Женщина в длинном кисейном пеньюаре, украшенном превосходными валансиенскими кружевами, из-под которого выглядывали бархатные туфли, лежала в креслах, обитых голубым атласом. Густые каштановые волосы ниспадали на ее плечи красивыми локонами и своей свежестью изобличали недавнее присутствие парикмахера. Эта особа занимала весь первый этаж дома номер одиннадцать по улице Тетбу.
Прежде чем перейти к нашему повествованию, скажем еще несколько слов об этой женщине и ее прекрасном будуаре. Казалось, этой особе нет и двадцати лет, хотя на самом деле ей было почти двадцать шесть.
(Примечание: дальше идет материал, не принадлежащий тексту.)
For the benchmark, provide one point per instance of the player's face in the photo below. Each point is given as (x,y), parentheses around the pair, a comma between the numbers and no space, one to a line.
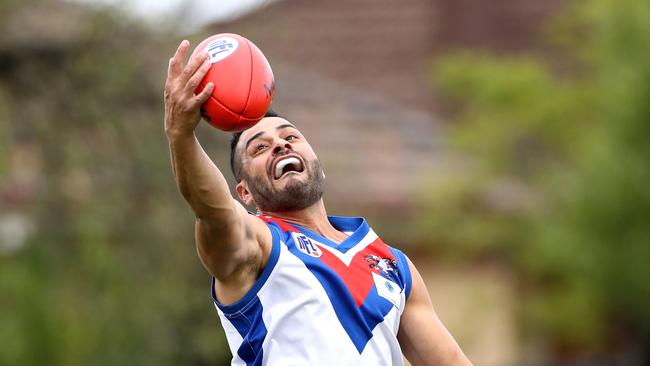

Кроме изящной талии, миниатюрных ножек и матовой белизны рук, она обладала одним из тех лиц, что с самого начала мира кружат даже самые крепкие мужские головы. В ее красоте отсутствовала та строгая правильность, к которой были приучены в эту эпоху все те, кто любовался картинами строгой школы Давида, старавшейся переделать Францию по образу и подобию Древней Греции. Нет, напротив, красота девушки была причудой капризной фантазии. Пожалуй, даже глаза ее были несколько велики, ее нос — немного мал, губы слишком розовы, а кожа уж очень бела, но недостатки эти проявлялись лишь тогда, когда лицо ее замирало без движения. Но стоило чувству зародиться в ней, как лицо ее одушевлялось, и та, портрет которой мы стремимся описать, могла изобразить все что угодно — от робости невинной девушки до исступления страстной вакханки. Стоило, повторимся мы, грусти или радости, состраданию или насмешке, любви или презрению отразиться на этом лице, как все черты его наполнялись гармонией.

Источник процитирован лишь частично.